READ MORE: John Curtice gives his verdict as Hamilton by-election looms
It's all drift, dither and lack of direction. And while ordinarily, Starmer would continue to profit by simply not being his current Tory opponent, he has been outflanked by Farage claiming from the luxury of opposition that he would reverse the Winter Fuel Payment cut and the two-child cap, while the SNP have already committed to doing so from the position of being in government.
In many ways, Starmer seems to be becoming like Gordon Brown in government – surrounded by courtiers pretending to know his mind, all while the man himself remains suspended in a permanent state of indecision.

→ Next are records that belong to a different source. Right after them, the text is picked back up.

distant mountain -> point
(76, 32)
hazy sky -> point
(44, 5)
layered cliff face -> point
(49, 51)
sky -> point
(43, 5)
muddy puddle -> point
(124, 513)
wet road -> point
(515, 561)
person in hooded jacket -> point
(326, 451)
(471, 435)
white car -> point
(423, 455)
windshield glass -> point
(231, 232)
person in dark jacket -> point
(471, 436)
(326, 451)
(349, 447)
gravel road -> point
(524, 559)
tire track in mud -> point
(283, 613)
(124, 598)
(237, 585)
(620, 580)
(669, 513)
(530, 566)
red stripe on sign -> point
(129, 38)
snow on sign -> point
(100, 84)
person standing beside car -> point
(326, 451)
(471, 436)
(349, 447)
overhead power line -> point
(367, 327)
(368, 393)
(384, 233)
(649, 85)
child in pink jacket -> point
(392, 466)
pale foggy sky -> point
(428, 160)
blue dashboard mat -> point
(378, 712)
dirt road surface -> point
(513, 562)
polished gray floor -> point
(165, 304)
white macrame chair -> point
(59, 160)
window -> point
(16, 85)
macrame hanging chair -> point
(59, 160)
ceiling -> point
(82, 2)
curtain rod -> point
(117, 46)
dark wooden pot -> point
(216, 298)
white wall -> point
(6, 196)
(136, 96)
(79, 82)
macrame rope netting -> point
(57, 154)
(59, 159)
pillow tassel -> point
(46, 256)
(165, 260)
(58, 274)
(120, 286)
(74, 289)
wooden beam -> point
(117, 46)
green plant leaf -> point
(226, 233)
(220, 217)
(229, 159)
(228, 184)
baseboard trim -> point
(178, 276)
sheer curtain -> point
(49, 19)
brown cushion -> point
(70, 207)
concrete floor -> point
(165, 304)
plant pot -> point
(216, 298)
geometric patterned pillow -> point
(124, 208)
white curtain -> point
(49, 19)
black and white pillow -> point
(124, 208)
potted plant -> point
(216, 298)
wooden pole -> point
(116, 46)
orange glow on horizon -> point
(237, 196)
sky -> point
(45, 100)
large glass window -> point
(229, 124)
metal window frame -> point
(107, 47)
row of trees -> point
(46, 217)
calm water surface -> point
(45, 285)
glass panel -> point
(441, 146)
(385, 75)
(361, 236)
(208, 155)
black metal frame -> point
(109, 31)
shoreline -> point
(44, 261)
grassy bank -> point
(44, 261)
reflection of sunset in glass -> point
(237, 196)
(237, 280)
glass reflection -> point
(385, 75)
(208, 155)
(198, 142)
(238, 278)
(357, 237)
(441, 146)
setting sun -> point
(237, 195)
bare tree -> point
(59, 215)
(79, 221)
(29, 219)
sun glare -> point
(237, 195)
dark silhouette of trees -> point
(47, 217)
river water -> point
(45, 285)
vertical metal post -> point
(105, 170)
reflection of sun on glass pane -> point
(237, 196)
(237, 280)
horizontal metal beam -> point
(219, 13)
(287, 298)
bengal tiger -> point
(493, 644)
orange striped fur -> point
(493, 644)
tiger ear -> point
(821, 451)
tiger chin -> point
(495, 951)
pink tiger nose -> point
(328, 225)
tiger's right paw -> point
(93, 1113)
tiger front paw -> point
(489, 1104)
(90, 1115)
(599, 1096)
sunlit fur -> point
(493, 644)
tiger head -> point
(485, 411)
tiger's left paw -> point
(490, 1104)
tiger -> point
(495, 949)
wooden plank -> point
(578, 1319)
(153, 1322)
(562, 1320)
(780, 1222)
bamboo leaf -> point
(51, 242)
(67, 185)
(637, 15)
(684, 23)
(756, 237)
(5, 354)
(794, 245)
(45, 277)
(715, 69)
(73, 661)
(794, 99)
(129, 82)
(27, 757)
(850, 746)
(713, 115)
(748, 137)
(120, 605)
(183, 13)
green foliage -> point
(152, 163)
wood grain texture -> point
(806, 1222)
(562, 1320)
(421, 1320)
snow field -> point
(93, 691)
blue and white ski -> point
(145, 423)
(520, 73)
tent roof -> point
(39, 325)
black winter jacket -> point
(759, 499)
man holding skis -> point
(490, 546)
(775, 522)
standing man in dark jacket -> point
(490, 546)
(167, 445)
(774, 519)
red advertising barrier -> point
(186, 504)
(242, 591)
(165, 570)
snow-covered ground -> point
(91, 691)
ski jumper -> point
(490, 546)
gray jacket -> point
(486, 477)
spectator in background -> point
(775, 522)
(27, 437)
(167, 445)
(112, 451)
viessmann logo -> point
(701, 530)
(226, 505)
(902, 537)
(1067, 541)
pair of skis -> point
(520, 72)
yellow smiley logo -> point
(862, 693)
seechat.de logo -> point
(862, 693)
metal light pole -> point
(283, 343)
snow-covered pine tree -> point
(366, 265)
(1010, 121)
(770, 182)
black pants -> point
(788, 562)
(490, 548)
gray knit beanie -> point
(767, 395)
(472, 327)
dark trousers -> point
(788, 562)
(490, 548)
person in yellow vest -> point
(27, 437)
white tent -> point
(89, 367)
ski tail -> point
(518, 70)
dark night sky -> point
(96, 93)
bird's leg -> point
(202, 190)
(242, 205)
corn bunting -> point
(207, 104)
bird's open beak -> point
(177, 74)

Except, liberated from office, even Brown has managed to say publicly and in his own words that the two-child cap is cruel and needs to go.
So with less than a year to go until the Holyrood elections, where is Anas Sarwar in all of this?
Speaking truth to power in London? Urging Starmer to 'read his lips'?
Telling Scottish voters, with the chutzpah that only he can muster, that they need to vote 'Scottish' Labour in order to protect Scotland from Labour?
Before the last election, Labour politicians were on loop claiming that a resurgence of Scottish Labour was necessary in order to secure a Labour government in Westminster. It was a claim which was as dubious politically as it was mathematically.
How ironic it is that barely 12 months later, it is now Scottish Labour who are desperate for a resurgence in UK Labour fortunes in order to save their own skins next May.